その後、ノブゴロドの貴族や市民たちと対立し、ノブゴロド市から追放されていたが、やはり十字軍の一翼を担うドイツ騎士修道会の来襲と進撃によってふたたび呼び戻され、1242年のチュード湖「氷上の戦い」で騎士修道会に決定的に勝利し、これを撃退した。この勝利によって、彼はロシアの偉大な英雄となった。

ネウェーロフの自殺(493)トルストイ
 「ネウェーロフが空想家だって?」とだしぬけにクルイリツォーフが、まるで長いこと叫ぶか、歌うかしたあとのように、ぜいぜい息をきらしながら言いだした。「ネウェーロフ!! あれは、ぼくらの門番の言いぐさじゃないが、地球がめったに生まないような人間だった。そうだ……あれは、全身水晶のような男だ、腹の底まですき通って見えていた。そうだ:あれは、うそはもちろん、でたらめも言えない男だった。単に皮膚が薄いどころじゃなかった、まるで全身赤はだかにでもされたように、神経が全部露出していた。そうだ…複雑な、豊かな天分をもった男で、そこいらにありふれた…いや、こんなことをいくら言ったってはじまらない!

ネオ・ダーウィニズム(253)
 ひとつひとつの遺伝子座ごとの遺伝子の挙動はメンデルの法則に従い、遺伝子プール(生物種の遺伝子総体)全体のパターンはダーウィンの理論に従う。つまり、メンデルの法則に従う遺伝子を集団として把握すれば、そのダイナミクスはダーウィン理論によって記述できるのである。ここにダーウィンとメンデルの理論は統合された。これが進化の総合説(ネオ・ダーウィニズム)。

ネガの熟成(313)植田正治
 もう一つの楽しみは、現像から上がったネガをライトボックスに並べて、十倍くらいのルーペで、丹念に一枚ずつのぞく時。…そんなルーペによる鑑賞がニ、三日つづいて、頭の中がそれらの写真でいっぱいになってから、やっと暗室に入る気になるようです。
若かった昔は、「ネガの熟成」という言葉をいいだして、少なくとも、1ヵ月は引伸機にかけないことを心がけたこともありました。


ネクローシス(255)
 …やがて修復機構で維持できなくなった細胞は、細胞機能が自然に停止し、死にいたると考えられる。

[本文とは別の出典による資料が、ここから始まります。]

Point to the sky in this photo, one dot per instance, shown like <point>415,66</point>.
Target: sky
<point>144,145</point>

このような自然死による細胞死をネクローシスと呼んでいる。ネクローシスを起こすと細胞や核が膨潤し、やがて細胞融解が起こる。…細胞はネクローシスのようにエントロピーの増大に任せて死を待つのではなく、自ら生存の価値がないと判断し、死の道を選ぶことがわかってきた。それが、アポトーシスと呼ばれる細胞死である。

ネクロフォビア(236)
 死への恐怖。死への憧憬はネクロフィリア。

ネクロポリス(515)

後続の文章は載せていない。